There's an Ace Mart restaurant supply store basically down the street from us. It's a wondrous place!
Restaurant supply stores have websites and will sell to the individual and in onesies and twosies, depending on the item.
For instance, I use a plastic "fast food" tray under my teamaker to catch drips. It was like a dollar and a quarter.

PJ said...

Thank you, thank you, thank you, I just purchased my sister's Christmas gift thanks to your links. She's getting the Kitchen Aid pots and pans. For what it's worth, it's now 89.99 marked down from the 114.99 you have listed.

Keep up the great recipes and postings, I read everyday.

Kris said...

PJ! That's awesome! I'm so glad the link worked!

Good call, Karen! Thank you times ten for the suggestion.

Anonymous said...

For knives try Warther knives in Dover, OH. Awesome, unique knives for about a third of the cost of the high end ones.

Chris said...

Hi - thanks for suggesting my website The Yardsale Queen (www.yardsalequeen.com)

Chocoholic said...

I've found that places like Marshall's can be good for those higher priced cookware items. They are usually at a decent price. I bought my Nordicware bundt pan and a springform pan there and it was about half the price if I bought them at regular retail prices. You can't always find the same things there, but if you are near one, it's worth a look and some digging to see what they have.

Anonymous said...

One thing to keep in mind is that certain pieces are WAAAY more versatile than others. Steel, NON-TEFLON cookie sheets get such a workout at our house that I have half a dozen and am always looking for two more, just to avoid having to stop cooking in the middle to wash and dry them! Find out from friends what item or two they wish they had doules of-- always a good gift choice!

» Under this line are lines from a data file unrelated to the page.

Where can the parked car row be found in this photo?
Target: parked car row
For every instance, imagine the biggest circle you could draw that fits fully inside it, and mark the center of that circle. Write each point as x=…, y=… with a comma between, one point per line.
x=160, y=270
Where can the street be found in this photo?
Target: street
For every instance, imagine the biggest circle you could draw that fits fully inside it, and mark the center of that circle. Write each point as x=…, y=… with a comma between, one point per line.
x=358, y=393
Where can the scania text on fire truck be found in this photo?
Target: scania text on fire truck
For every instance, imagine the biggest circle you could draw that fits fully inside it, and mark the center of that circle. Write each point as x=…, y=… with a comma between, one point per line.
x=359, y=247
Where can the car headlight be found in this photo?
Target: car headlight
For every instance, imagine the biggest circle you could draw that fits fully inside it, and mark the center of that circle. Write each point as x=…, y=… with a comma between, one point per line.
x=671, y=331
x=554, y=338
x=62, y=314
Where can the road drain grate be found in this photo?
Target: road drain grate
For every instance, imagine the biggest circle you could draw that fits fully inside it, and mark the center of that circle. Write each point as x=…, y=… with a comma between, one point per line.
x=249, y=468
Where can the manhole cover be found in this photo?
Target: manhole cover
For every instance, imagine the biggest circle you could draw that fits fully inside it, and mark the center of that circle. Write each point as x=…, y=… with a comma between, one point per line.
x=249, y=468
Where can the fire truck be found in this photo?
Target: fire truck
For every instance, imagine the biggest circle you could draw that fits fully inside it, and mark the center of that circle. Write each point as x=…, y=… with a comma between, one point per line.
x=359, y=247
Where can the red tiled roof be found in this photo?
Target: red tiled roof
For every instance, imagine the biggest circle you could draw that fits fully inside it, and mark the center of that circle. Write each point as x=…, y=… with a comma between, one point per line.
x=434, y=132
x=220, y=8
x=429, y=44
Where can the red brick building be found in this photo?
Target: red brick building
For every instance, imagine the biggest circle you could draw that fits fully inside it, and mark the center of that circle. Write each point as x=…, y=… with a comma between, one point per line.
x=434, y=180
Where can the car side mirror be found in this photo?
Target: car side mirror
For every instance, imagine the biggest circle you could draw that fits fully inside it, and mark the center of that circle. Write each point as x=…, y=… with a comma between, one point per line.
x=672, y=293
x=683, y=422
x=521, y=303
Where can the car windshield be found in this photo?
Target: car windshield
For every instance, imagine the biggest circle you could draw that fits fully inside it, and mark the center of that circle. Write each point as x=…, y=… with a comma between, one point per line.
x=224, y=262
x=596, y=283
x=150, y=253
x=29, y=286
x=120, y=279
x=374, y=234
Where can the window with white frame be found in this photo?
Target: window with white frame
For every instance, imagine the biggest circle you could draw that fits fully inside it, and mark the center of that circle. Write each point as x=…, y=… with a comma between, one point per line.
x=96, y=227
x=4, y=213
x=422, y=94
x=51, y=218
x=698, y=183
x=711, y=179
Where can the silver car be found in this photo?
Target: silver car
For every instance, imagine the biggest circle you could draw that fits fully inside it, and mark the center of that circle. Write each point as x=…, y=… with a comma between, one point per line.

The other thing to remember are non-standard uses for less "necessary" items. Ramekins- the 7oz ones, or the new, 16oz "soup mugs" which are microwave and oven safe and come with a plastic lid. Why buy a jumbo-muffin pan if you have four or six 7oz ramekins? Set them on a cookie sheet for easy carrying/handling, and dont fill completely--there's no support for really big muffin tops.

I've used our "super-ramekins" for everything from cream soups (microwaved) to individual souffles to single-meal casseroles which baked, froze and microwaved so easily that hubby didn't even miss his usual fast food lunch. Fill one with meatloaf or turkey loaf and bake, then slice into rounds to serve. 7oz ramekins are *wonderful* for making individual meatloaves or meatless quiches, and actually cook faster and more evenly in the smaller containers.

Small batch baking, especially, takes advantage of non-traditional bakeware, but many of the same principals are useful to those of us who like to build "freezer assets".